Partnership certificates aren’t same-sex marriage, but they’re a big step forward for Tokyo and Japan.
Japan is the only country left in the G7 group which doesn’t yet recognize same-sex marriage. Most polling indicates the Japanese people are in support of it, but the government has kept one foot firmly mired in tradition. Earlier this year, a district court in Osaka ruled that the existing national ban on same-sex marriage is constitutional, and spokespeople for the Liberal Democratic Party – the party currently in charge of the Japanese government, called same-sex marriage “disgusting” with no official censure despite public outrage.
But Tokyo and other large cities in the metropolitan area of Japan have begun issuing partnership certificates to same-sex couples, which grant partners marriage-like rights in regards to housing, medicine, and public welfare. They aren’t marriage, and they don’t help with legal matters like adoption, inheritance, citizenship, or visas, but they are a step forward.
“My biggest fear has been that we would be treated as strangers in an emergency,” said one member of a same-sex couple, who asked to remain anonymous to the press.

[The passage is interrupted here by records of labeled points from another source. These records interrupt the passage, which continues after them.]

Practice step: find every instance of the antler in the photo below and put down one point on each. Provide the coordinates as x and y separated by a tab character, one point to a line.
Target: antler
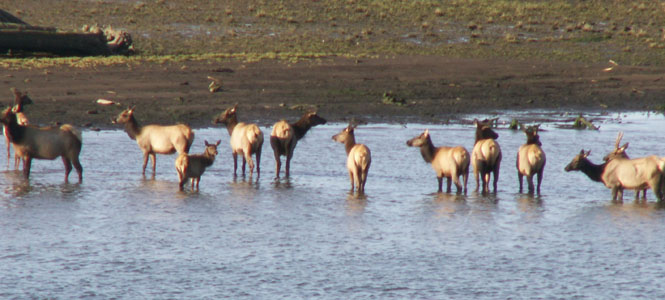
618	141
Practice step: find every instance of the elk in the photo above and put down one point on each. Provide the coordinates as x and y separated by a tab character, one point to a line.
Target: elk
155	139
531	159
193	166
285	136
359	158
20	99
246	139
44	143
619	173
449	162
619	152
486	154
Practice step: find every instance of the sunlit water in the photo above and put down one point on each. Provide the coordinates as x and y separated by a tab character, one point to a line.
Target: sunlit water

LGBT rights advocates in Japan hope that the partnership certificates, which are available to anyone over 18 who lives or works in Tokyo, will help to normalize same-sex relationships in the public, and most importantly the political eye.
Soyoka Yamamoto – an LGBT rights campaigner who was among the first to collect her certificate on Tuesday – told reporters she sincerely hoped “we can accelerate efforts to create a society where the rights of sexual minorities can be protected, and made more equal”.
Polling indicates that nearly 60 percent of citizens support same-sex marriage in Japan, with less than 40 percent against it. It is only a matter of time until LGBT rights in Japan catch up with the rest of the developed world.